So, about eight years into my Christian walk, I’d finally begun to understand that I was able to have a relationship with Jesus that was two way. I also realised that more important to him than world evangelism or world poverty at that time in my walk was my relationship with him. This obviously didn’t mean that I believed I was the centre of the Universe or thought of myself too highly at all – remember he had graced me with a great lack of worth and self esteem – but simply that if I was to help take the land for Jesus outside, I needed to let him take the inner land inside me too. Considering this now I think that’s where so many of us are deceived. We feel that we have no right to ask Jesus to heal and deliver us when there is so much out there in need of healing and deliverance, so we stagger on as best we can trying to be the hands and feet of the Lord in a corrupt world, but not allowing him to do the inner work of transforming us into the likeness of His son.
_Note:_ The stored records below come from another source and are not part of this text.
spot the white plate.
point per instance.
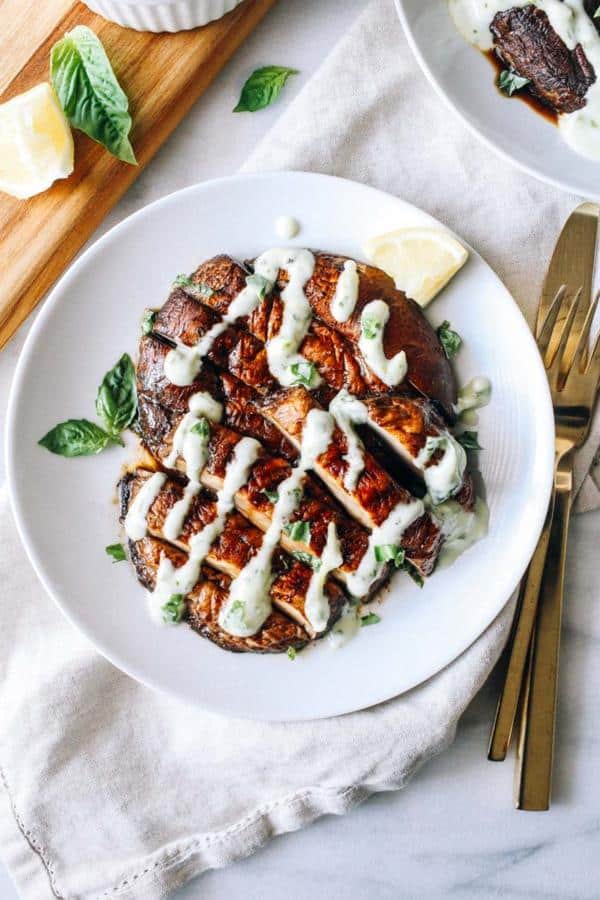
(65, 508)
(465, 79)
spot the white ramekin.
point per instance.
(161, 15)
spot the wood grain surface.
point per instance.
(162, 74)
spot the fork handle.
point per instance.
(533, 779)
(508, 701)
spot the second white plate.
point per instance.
(66, 512)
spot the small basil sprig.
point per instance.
(263, 87)
(509, 82)
(298, 531)
(116, 402)
(450, 340)
(469, 440)
(76, 437)
(89, 92)
(116, 551)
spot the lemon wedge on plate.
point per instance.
(36, 144)
(420, 260)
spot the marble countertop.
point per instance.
(453, 830)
Believe me if it really is Jesus we are going for then he’s not likely to allow us to become overly self absorbed or introspective!

Anyway, I was now accustomed to ask the Holy Spirit to use any circumstance to speak to me, heal and deliver me. I was content to find God in the smallness of everyday – that probably brought the most needy prayer as I was still struggling to be wife, mother, housewife; but God had other ways of equipping me too. Going off to conferences were quite a departure from my small life that filled me with anticipation. They were like concentrated God times. At one particular conference – a dance one – I had my first taste of “intercession” – something I’d never heard of before.
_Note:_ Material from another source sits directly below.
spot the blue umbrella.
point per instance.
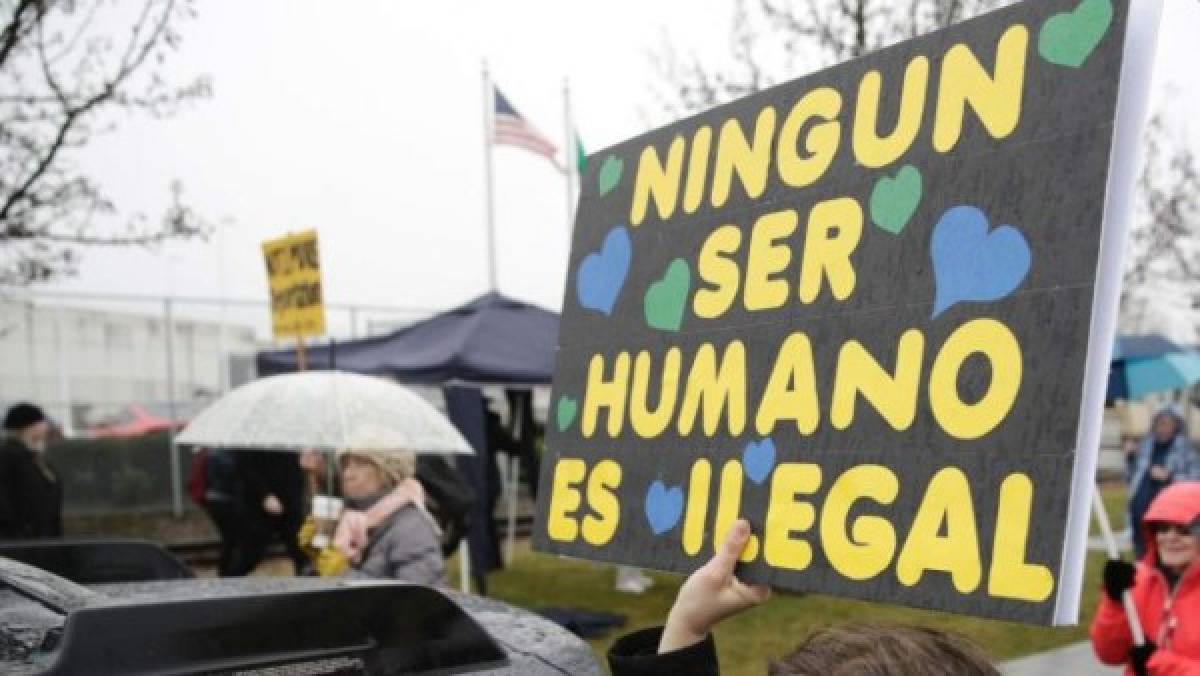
(1147, 364)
There was a lot of prayer for Ireland at the time as the peace process in Northern Ireland was beginning in earnest. I spent the first 17 years of my life there so I felt some affinity. In the middle of this service a young girl started to walk around waving a white flag and I felt overwhelmed by a feeling of rage towards her. (Good job she was so young as it would have been too outrageous even for me to have ripped the flag from her hands.) This feeling of rejection – which I identified it as after some thought was so massive I realised that it couldn't have come from just me – although rejection was a thing I knew well and had had much prayer for. I began to think that maybe what I was feeling was somehow related to the Northern Irish people and that this feeling needed to submit to the simple childlike act of offering a white flag. I cried a lot and then got up off the floor somewhat embarrassed, but thinking that the tears were for more than just me. After that I began praying for Ireland a little – the first time ever that I’d prayed for more than just my immediate needs.

At the next conference the following year I was annoyed that a bedraggled women was standing infront of the overhead screen and I couldn’t see the words to worship properly. I prayed for this bag lady to have some healing – preferably out of my line of vision. The next day I went to a seminar on intercession – keen to understand more of what had happened the previous year – and met the bag lady again as she was leading the seminar. So begins the humbling! I discovered from her that Intercessors were just ordinary people leading ordinary lives that God could use to pray for big things. The lady shared how during the break up of apartheid in South Africa tiny groups met in sitting rooms around Britain to pray for God’s intervention, in unity with stadiums full of praying Christians in South Africa. She firmly believed that it was prayer that halted the expected blood bath as blacks came out of centuries of oppression in the country, and prayer that made the transition of power without civil war.

So I guess that the Holy Spirit who I had been allowing to change me was beginning to introduce me to the possibility that He could be allowed to change much bigger stuff than just me and that He could use me to do some of this – not just physically – after all I was unlikely to be called to stop civil war in another country – but spiritually, through the effect of my prayer – the same prayer that I knew was effective in changing me.